The Respironics BiPAP® Pro Bi-level System delivers positive airway pressure therapy for the treatment of Obstructive Sleep Apnea only.

The Respironics BiPAP® Pro Bi-level System is a microprocessor controlled blower based bi-level positive pressure system that delivers two different positive pressure levels (IPAP/EPAP). The dual pressure levels provide a more natural means of delivering pressure support therapy to the patient resulting in improved patient comfort. Respironics is adding an additional therapy feature to the existing BiPAP Pro Bi-level System Software. This feature will ease the transition from the end of inspiration to the beginning of exhalation. The BiPAP® Pro Bi-level System is intended for use with a patient circuit that is used to connect the device to the patient interface device (mask). A typical patient circuit consists of a six-foot disposable or reusable smooth lumen 22mm tubing, an exhalation device, and a patient interface device.

Here's an analysis of the provided text regarding the acceptance criteria and study for the Respironics BiPAP® Pro Bi-level System, structured according to your request.

Please note: The provided document is a 510(k) summary and FDA approval letter for a medical device. It focuses on demonstrating substantial equivalence to a predicate device rather than detailing specific, quantitative acceptance criteria and a comprehensive "study" report in the way one might expect for a novel AI/software product. Therefore, much of the requested information (like specific performance metrics, sample sizes for test/training sets, expert qualifications, etc.) is not explicitly present in the given text. The device described here is a hardware-based ventilator with a software enhancement, not a standalone AI diagnostic tool.

1. A table of acceptance criteria and the reported device performance

Based on the provided text, specific, quantitative acceptance criteria and their corresponding reported performance values are not detailed.
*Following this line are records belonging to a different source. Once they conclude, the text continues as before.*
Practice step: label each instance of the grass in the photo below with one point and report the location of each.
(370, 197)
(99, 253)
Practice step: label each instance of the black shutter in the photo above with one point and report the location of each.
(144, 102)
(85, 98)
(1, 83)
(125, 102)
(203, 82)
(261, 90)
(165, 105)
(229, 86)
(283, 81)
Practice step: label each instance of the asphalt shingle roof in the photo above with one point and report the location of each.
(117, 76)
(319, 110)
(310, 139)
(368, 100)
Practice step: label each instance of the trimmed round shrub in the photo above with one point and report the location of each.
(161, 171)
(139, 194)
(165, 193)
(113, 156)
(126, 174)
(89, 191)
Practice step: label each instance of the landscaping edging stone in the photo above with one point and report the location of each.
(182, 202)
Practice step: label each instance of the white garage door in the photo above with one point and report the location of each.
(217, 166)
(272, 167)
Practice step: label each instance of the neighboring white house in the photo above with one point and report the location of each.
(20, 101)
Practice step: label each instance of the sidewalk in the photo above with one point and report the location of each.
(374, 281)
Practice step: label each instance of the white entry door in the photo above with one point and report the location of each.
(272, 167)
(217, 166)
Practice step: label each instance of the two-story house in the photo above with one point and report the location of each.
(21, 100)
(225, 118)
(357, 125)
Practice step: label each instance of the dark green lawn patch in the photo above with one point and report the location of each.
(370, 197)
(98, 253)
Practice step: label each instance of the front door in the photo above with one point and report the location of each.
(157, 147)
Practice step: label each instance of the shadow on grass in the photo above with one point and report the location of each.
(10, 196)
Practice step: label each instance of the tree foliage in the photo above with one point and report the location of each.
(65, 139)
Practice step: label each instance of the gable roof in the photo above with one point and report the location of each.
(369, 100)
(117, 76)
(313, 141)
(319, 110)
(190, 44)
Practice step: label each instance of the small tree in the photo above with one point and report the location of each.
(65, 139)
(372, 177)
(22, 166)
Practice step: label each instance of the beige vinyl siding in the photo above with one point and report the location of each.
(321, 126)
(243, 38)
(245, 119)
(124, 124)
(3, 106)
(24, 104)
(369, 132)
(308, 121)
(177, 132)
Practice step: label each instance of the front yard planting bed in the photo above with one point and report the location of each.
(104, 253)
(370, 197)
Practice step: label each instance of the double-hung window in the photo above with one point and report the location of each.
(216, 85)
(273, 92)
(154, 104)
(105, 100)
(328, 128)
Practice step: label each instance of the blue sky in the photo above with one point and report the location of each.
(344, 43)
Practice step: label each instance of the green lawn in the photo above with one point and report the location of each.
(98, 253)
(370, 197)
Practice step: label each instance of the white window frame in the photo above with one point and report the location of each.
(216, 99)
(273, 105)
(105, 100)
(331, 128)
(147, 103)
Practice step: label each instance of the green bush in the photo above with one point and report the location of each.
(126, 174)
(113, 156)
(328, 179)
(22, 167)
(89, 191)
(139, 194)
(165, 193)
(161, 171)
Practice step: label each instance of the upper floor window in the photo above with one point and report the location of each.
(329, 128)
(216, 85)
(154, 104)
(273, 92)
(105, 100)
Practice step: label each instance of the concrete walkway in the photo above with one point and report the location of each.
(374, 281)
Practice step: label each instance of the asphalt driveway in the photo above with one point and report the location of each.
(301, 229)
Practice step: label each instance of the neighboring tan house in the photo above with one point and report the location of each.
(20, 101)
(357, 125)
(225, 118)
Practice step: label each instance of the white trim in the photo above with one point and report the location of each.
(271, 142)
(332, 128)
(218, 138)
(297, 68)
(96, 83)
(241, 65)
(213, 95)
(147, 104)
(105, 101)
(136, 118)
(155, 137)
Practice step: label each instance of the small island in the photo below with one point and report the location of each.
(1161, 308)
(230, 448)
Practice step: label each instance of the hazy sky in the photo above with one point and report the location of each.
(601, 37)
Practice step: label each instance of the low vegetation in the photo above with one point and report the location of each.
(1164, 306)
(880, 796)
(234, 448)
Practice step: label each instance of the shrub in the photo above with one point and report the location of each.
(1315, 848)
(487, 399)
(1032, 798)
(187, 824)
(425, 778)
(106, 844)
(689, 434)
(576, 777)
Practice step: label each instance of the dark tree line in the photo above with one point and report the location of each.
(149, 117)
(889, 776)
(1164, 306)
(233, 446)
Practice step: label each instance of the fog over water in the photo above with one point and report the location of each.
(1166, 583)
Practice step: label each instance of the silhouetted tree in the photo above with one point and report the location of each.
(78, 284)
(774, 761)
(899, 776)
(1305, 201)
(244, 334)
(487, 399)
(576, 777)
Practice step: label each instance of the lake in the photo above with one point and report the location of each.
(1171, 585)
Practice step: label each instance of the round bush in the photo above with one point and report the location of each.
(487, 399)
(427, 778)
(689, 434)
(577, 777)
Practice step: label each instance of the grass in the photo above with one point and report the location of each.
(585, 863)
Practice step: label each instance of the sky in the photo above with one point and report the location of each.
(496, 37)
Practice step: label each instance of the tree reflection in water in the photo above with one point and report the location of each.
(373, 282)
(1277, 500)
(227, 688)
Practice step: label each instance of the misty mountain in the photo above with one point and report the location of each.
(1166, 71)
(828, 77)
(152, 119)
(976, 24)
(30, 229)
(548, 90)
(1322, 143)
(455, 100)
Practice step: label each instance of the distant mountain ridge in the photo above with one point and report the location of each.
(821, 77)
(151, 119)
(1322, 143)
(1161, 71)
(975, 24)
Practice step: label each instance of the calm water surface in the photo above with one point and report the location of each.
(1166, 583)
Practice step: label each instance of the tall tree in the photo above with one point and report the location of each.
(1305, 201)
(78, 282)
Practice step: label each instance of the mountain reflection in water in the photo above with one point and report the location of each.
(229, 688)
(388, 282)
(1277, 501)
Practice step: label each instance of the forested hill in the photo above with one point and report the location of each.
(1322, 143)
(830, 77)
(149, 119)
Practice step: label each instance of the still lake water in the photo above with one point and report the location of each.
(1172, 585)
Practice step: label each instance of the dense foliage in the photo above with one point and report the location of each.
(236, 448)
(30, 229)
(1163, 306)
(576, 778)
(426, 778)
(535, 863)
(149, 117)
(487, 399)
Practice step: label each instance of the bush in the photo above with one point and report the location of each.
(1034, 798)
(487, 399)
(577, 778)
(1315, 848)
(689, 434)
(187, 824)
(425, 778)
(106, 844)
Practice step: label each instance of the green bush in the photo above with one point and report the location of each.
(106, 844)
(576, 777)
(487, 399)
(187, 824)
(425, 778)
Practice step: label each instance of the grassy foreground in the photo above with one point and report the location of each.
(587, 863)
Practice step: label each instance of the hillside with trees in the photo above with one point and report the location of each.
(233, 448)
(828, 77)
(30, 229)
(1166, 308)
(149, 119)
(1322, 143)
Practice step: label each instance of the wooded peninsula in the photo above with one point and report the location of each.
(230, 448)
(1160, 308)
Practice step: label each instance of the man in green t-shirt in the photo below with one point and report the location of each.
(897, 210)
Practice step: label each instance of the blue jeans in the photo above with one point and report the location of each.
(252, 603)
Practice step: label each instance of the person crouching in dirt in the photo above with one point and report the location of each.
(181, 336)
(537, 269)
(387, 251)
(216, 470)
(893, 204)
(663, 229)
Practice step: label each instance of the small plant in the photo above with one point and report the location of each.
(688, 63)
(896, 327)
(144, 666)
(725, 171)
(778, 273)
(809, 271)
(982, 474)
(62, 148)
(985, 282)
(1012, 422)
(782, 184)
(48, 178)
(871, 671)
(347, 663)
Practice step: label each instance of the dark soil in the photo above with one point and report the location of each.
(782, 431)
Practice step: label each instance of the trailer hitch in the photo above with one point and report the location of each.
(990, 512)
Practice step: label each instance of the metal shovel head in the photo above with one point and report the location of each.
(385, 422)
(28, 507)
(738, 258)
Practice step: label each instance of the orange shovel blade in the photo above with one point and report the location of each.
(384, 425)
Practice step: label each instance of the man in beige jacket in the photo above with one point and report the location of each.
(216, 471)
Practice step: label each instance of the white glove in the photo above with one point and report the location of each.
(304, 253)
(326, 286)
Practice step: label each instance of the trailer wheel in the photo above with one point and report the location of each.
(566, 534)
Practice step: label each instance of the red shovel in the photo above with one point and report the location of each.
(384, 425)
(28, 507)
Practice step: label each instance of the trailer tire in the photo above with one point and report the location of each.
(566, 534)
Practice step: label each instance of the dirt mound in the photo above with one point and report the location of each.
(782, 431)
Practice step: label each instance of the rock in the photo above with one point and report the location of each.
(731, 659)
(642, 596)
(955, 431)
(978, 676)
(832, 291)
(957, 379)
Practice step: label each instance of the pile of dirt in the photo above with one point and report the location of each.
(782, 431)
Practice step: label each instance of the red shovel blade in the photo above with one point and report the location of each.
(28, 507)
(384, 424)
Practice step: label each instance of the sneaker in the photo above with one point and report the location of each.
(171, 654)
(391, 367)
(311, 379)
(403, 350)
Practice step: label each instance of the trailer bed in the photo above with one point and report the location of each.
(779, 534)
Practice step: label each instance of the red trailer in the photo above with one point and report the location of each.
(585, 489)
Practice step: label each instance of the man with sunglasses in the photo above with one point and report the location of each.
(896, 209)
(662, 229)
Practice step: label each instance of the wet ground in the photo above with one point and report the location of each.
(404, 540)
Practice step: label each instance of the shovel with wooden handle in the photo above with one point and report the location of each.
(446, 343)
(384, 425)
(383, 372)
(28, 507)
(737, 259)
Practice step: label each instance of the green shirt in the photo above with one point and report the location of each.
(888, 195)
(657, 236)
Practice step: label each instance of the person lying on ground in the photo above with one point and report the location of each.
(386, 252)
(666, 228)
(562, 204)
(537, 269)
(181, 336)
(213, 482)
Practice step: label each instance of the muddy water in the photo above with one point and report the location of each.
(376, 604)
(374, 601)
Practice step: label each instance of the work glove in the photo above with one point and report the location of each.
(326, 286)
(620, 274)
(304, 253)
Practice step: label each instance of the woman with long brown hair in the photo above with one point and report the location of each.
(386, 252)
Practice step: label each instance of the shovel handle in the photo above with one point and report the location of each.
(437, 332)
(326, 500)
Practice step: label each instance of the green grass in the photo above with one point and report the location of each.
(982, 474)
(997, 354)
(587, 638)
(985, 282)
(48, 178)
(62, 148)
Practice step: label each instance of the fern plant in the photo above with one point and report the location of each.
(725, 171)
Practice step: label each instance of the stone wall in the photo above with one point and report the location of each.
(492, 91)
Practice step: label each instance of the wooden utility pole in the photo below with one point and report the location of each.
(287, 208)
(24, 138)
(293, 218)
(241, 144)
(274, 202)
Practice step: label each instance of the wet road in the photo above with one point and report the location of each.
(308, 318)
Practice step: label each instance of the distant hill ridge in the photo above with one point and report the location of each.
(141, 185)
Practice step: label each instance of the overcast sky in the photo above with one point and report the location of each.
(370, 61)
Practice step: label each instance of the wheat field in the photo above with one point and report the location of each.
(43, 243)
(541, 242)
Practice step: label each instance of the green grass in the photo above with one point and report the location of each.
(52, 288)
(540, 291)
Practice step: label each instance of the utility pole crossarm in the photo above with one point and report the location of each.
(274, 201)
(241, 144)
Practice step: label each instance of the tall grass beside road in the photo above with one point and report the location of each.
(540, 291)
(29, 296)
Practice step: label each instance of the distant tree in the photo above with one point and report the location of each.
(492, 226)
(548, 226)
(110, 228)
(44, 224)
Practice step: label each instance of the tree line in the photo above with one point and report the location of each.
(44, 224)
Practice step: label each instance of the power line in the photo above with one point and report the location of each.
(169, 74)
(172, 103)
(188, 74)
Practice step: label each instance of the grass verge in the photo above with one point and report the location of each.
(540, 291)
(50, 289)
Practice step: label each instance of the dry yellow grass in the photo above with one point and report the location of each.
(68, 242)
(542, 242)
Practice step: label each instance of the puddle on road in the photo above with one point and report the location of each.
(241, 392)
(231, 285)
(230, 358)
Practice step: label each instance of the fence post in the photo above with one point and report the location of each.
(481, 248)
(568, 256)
The submission states that "All tests were verified to meet the required acceptance criteria," but these criteria themselves are not listed. The focus is on demonstrating substantial equivalence.

2. Sample sized used for the test set and the data provenance (e.g. country of origin of the data, retrospective or prospective)

This information is not provided in the given text. The document refers to "design verification tests" but does not specify the sample size of patients or data used, nor its provenance. Given the nature of a software enhancement to a CPAP machine, these tests likely involved bench testing and potentially limited human usability testing rather than a large-scale clinical trial with patient data sets.

3. Number of experts used to establish the ground truth for the test set and the qualifications of those experts (e.g. radiologist with 10 years of experience)

This information is not provided in the given text. The "ground truth" for a device like this would typically be established by engineering specifications and functional testing, not expert consensus on diagnostic images or clinical outcomes in the same way an AI diagnostic tool would.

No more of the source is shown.